I grinned down at the phone.

Specter cleared his throat to get our attention. “I’ve tapped into the security footage. Unfortunately, I can’t make much of it; It’s too distorted.”

Quinn uttered a curse.

I asked to see the footage. The ghost shot a look at Morgan, who begrudgingly gave a nod. So Specter manipulated the sphere until it projected the footage on a blank space in the wall. Everything kept blitzing out as if someone were playing with high-powered magnets near the camera. I could barely make out something vaguely humanoid in shape approaching the trio of payphones outside the truck stop. One frame gave an instant of near-clarity, and I had Specter rewind and freeze it.

“The caller wore high heels,” I stated. Actually, they were more like spiked heels. In fact, you could probably stake a vampire with them.

“And that helps us how?” demanded Morgan. “A demon could have easily possessed a passing cowan and used their body to make the call.”

I fretted at my lip. She had a point. A possession would also cause a huge flux of energy, which explains why the footage wound up so distorted. But those heels…
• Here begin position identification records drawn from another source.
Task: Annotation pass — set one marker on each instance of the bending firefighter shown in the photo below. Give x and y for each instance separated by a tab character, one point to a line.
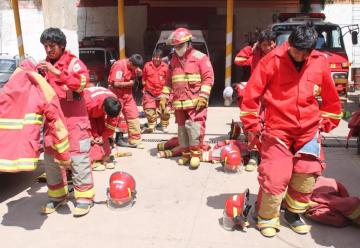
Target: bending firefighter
121	80
287	81
103	109
153	78
250	56
189	79
68	76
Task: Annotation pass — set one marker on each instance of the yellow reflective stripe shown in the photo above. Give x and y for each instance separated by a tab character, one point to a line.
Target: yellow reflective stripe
331	115
355	214
61	131
31	118
274	222
296	205
185	78
184	104
84	194
82	83
18	164
61	147
166	90
240	59
245	113
57	193
110	127
205	88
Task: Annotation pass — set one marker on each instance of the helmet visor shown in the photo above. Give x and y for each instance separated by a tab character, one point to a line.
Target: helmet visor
120	205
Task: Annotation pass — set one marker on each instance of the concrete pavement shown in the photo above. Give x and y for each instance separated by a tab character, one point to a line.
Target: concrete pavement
176	207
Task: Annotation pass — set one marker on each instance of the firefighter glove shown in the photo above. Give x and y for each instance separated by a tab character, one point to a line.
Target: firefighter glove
202	103
162	104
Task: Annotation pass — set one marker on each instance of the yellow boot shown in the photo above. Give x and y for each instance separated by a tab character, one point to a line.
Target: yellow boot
185	158
195	159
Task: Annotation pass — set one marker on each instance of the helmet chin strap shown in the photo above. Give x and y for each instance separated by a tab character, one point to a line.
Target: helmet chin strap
181	51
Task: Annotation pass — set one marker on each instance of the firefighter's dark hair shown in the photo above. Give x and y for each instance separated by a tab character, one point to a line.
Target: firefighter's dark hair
112	106
158	53
266	35
53	35
136	60
303	37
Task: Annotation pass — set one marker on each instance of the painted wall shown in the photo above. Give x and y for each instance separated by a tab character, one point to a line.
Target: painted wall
103	21
63	14
32	25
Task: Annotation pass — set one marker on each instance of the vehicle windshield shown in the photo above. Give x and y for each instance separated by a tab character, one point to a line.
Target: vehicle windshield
7	65
329	36
92	57
167	49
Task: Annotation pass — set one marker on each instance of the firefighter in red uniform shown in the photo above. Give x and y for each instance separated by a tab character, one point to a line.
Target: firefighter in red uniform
190	78
287	81
121	80
68	76
103	109
250	56
27	101
154	78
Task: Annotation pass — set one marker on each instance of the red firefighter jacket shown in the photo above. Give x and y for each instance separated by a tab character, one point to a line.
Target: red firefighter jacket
121	73
94	99
334	205
188	78
26	101
154	77
74	75
248	57
289	96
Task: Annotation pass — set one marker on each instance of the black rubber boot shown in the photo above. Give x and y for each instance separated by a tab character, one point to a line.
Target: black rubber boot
295	223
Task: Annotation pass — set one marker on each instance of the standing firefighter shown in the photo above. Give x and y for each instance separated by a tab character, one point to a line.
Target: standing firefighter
103	109
68	76
190	78
121	79
288	80
250	56
154	78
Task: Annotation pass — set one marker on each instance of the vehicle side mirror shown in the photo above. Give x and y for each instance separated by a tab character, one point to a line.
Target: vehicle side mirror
354	37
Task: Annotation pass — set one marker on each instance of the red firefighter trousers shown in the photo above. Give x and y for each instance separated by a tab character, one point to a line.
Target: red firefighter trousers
281	171
78	125
191	128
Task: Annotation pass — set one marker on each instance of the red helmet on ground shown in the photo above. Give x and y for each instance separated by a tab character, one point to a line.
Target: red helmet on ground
179	36
236	210
121	192
230	158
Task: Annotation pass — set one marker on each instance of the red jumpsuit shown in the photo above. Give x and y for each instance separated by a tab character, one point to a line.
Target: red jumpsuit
101	124
291	155
189	78
154	79
26	101
121	73
69	86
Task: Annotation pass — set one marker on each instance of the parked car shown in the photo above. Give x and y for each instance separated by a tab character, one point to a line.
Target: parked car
8	64
99	53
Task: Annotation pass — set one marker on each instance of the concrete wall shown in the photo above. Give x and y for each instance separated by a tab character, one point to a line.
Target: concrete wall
32	25
103	21
248	19
63	14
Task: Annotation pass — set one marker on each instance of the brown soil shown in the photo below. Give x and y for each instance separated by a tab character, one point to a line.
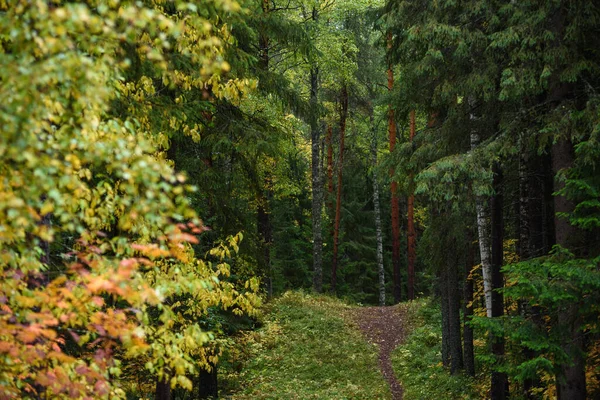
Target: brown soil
383	326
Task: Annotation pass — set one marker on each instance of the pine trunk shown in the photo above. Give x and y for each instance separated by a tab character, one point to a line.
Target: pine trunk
411	224
454	338
163	390
499	388
443	285
571	382
329	140
468	307
338	197
377	211
394	189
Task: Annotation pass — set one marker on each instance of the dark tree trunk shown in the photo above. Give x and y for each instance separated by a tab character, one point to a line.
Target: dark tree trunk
443	286
329	169
163	390
571	382
454	338
394	189
265	237
468	307
338	203
499	388
411	234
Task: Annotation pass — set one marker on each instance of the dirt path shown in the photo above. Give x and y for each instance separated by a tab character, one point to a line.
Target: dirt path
383	326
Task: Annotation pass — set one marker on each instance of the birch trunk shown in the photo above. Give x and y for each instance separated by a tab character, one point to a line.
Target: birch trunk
483	232
317	194
377	210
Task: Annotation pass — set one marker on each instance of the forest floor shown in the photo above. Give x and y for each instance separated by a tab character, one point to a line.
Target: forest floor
384	327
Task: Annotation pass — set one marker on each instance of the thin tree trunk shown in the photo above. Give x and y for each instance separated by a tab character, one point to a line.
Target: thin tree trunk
499	389
377	210
394	189
208	383
265	236
468	307
571	382
412	255
163	389
329	168
338	203
317	190
454	338
443	285
484	241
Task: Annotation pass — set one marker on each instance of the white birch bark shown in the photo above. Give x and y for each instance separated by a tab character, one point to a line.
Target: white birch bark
483	231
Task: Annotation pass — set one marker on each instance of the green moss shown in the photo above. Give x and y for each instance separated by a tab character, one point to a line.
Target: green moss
307	349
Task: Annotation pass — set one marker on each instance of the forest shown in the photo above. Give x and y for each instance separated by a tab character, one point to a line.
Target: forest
300	199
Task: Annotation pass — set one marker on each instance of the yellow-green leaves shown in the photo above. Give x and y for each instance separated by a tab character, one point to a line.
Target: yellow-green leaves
94	225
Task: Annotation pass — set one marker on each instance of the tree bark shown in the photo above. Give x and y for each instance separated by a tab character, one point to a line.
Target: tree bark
571	382
484	241
317	190
329	144
411	224
208	383
377	211
469	357
456	354
338	203
163	389
499	388
394	188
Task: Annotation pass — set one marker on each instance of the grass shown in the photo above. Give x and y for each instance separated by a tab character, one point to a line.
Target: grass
305	350
417	363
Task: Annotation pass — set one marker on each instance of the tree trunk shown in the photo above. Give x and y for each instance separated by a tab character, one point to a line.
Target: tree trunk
456	355
394	188
338	203
317	190
329	169
499	388
443	285
484	241
411	224
265	237
571	382
163	389
377	211
208	383
468	307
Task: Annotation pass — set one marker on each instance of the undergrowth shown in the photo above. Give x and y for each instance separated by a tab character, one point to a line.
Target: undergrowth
417	363
305	350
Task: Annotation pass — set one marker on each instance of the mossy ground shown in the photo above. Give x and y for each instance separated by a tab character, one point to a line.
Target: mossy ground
308	348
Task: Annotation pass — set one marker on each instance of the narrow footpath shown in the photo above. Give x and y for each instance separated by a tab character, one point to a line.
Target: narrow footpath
383	326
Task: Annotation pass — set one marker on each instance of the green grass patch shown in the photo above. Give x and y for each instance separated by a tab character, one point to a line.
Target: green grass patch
307	349
418	362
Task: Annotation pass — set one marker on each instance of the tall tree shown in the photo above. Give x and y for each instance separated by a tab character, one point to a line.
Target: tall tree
394	185
338	202
411	234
“Hey, jinxed one,” called Quinn.

I looked down at the phone. “Yeah?”

“I’d like to get you out here to Cynthia’s to see if you can get anything. Deaths—especially sudden or violent ones—leave a residual energy. Sometimes even a shade. Maybe your sensitivity to the energy will get us something we missed.”

“Is it all right with the cops?”

“They’re going to be busy,” he answered cryptically.

Go into an active crime scene and use my abilities to help a police investigation? What an opportunity! I’ve dreamed of doing just that for years. In fact, I would have leaped at the chance to do it.

So why am I hesitating?

Morgan sighed. “Mater Dei, just say you’ll do it.”

“Paladin!” snarled Quinn. “If she doesn’t want to do—”

“I do,” I blurted. “Really. I’m just…”


I glared at the blonde. “Wouldn’t you be if you had a bounty on your head and at least one Shadow on your tail every time you stepped off the ship?”

She snapped her mouth shut, glowered back.

“Cybil,” Quinn said, his voice soft and understanding. It drew my attention away from the haughty blonde and back down to the phone. “I give you my word that, should you choose to come to my aid, I will protect you.”

I could almost feel his desperation through the phone. He needed my help. AEON needed my help. We had to find that mirror before it could be used again, and I might just have the ability to crack the case wide open. But it would leave me exposed. I’d be vulnerable to the demons hunting me. And I had no way to protect myself.

I took a deep breath. “I’ll do it.”


“But I’d really like some sort of defense. Just in case.”

“Paladin, arm her,” commanded Quinn. “And get down here yesterday.”

“I will Light Jump us to—”

“She’s a demon, Morgan. You can’t teleport with her.”

The blonde uttered something in another language. “Fine. I’ll take a car.”